The strongest language we use, ever: "could not be located in CourtListener — please verify before filing." We never claim a citation is fake, hallucinated, or non-existent — only that we couldn't locate it. CourtListener does not include every state opinion, recent unpublished disposition, or sealed matter.
Bluebook table validators
Pure code, no LLM. The five validators run against the parsed citation components:
- T6 — case-name word abbreviations (must abbreviate "Corporation" → "Corp.", "Education" → "Educ.", etc.; rule 10.2.1(c) skips the first word of each party).
- Reporter currency — reporter year coverage (catches "100 F.3d 200 (2022)" — F.3d ended in 2021).
- Court parenthetical — flags missing or malformed designators ("2nd Cir." → "2d Cir.", "DC Cir." → "D.C. Cir.").
- T10 — geographical abbreviations ("Calif." → "Cal.", "Penn." → "Pa.").

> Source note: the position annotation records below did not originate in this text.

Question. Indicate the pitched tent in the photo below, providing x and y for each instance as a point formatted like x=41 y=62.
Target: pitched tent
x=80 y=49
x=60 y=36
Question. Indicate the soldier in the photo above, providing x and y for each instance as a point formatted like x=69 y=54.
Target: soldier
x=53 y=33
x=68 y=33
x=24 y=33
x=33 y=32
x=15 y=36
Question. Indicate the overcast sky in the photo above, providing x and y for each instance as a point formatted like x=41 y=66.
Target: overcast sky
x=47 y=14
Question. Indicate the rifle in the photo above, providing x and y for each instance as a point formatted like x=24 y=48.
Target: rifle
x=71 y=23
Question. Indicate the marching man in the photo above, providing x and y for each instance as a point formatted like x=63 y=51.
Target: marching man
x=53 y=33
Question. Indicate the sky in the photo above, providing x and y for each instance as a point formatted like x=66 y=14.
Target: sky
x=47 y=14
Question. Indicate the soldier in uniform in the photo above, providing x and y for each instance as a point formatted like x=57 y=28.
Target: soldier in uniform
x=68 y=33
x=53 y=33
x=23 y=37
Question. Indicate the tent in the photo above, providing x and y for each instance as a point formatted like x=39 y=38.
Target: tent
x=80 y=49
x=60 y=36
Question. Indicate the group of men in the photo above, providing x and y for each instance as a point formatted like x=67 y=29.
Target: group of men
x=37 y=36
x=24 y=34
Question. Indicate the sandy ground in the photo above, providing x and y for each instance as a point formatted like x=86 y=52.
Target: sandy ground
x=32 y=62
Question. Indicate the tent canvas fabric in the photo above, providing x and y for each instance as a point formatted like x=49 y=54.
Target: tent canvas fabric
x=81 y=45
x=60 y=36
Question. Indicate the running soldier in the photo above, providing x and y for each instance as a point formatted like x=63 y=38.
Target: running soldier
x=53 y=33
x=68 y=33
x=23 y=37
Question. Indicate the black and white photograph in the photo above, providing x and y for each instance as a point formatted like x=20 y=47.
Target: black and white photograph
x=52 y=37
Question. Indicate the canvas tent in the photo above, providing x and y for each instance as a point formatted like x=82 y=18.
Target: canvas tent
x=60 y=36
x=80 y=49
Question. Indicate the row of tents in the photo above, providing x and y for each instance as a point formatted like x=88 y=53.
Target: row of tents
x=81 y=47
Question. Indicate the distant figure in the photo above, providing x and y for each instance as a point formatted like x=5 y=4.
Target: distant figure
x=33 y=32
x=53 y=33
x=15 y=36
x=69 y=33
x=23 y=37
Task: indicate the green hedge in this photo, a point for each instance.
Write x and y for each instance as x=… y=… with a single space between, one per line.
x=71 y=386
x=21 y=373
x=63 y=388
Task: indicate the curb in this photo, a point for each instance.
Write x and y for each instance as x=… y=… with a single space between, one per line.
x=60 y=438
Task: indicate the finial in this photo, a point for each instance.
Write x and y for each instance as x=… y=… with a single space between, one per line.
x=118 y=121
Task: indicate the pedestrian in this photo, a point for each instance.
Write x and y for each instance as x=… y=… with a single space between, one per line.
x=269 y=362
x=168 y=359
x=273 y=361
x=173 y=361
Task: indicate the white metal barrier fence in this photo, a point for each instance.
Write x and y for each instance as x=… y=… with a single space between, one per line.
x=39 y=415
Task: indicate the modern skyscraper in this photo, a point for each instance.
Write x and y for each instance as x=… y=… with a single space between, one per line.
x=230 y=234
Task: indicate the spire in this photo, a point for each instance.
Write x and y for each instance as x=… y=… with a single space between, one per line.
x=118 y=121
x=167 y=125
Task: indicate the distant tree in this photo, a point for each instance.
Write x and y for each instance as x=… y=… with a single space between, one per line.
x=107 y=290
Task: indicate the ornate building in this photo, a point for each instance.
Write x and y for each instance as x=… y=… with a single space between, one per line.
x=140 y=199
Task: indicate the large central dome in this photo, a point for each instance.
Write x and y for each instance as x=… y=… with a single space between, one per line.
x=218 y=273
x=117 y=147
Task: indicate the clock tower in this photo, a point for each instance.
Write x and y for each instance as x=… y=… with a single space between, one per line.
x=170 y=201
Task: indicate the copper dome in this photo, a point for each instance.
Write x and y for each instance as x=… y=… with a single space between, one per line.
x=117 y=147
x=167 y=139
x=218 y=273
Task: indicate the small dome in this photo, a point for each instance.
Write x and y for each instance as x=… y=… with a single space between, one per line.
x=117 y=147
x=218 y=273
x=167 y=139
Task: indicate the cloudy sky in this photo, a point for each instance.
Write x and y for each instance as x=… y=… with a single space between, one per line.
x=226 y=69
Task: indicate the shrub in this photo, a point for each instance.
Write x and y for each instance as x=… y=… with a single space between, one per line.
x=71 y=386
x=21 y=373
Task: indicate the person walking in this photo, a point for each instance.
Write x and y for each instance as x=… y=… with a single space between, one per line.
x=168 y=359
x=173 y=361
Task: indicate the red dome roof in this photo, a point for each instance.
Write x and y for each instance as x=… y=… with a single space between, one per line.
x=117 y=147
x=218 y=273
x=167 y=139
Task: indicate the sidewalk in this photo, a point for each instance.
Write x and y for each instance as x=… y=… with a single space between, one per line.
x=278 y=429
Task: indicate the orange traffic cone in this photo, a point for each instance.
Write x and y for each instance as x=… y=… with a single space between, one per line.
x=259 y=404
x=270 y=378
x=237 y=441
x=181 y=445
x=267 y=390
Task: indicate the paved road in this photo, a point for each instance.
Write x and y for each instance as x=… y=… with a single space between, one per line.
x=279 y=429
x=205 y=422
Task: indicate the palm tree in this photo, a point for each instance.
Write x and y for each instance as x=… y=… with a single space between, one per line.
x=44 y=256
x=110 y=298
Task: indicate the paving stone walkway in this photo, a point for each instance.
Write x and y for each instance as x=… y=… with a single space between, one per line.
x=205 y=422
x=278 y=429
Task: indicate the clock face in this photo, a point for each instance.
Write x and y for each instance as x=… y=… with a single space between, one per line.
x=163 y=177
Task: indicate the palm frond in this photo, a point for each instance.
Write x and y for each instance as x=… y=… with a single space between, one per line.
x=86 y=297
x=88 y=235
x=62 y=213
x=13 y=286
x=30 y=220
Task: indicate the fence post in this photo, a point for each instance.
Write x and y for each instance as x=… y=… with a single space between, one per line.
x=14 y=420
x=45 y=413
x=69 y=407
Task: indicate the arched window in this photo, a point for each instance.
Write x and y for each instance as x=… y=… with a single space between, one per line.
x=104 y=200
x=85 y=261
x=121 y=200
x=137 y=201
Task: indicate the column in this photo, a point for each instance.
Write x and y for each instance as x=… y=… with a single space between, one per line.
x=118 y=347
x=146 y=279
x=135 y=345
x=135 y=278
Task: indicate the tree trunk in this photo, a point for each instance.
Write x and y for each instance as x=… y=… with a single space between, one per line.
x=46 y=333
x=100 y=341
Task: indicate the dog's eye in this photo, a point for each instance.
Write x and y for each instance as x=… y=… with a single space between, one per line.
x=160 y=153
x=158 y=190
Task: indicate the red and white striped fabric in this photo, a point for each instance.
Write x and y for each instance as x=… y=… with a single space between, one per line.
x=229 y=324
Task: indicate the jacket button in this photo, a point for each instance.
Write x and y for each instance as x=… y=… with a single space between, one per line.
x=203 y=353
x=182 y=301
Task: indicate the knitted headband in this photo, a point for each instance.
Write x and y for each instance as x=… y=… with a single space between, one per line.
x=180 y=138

- T13 — periodical abbreviations (long-form law-review names → canonical Bluebook abbrev).
Each validator emits zero or more flags with severity, rule pin-cite, table pin-cite, and a ready-to-paste suggested fix.
Cross-citation judgment
Runs once per document with the entire classified citation list in view (no document body — just the structured metadata). Sonnet checks for things one citation at a time can't catch:
- Signal ordering and authority weight in string cites (R. 1.3 / R. 1.4)
- Short-form propriety: id., supra, case short forms (R. 4 / R. 10.9)
- Id. chain integrity across footnote breaks (R. 4.1)
- Parenthetical placement and ordering (R. 1.5 / R. 10.6)
Output generation
Two artifacts, written to private storage with signed download URLs:
- Form-check report (.docx) — header, summary tier counts, per-citation findings, aggregate findings by category, corrective-action checklist, drafting sign-off block, full per-citation Appendix A, and a rule-map log Appendix B. Mirrors the protocol's report template structure exactly.
- Marked source — your original .docx file with tracked changes and Word comments. Each comment carries the rule pin-cite plus a plain-language explanation, plus the suggested fix when one is available.
What we never claim
- That a citation is fake, hallucinated, fictitious, incorrect, or wrong.
- That this report substitutes for the drafting attorney's own substantive review.
- That CourtListener is a complete index of U.S. case law (it isn't).
Privacy & privilege
- By default, no citation text is persisted to our database — only a SHA-256 hash. Opt in to "retain text" if you want full strings in your run history.
- The uploaded source file is deleted from storage after the pipeline finishes. Only the marked source and the form-check report are kept, in a private bucket scoped to your user.
- Pass 4 sees only metadata — citation type, components, page, footnote number — never the document body.
- Disclaimer acceptances are recorded with hashed IP + UA, never raw values.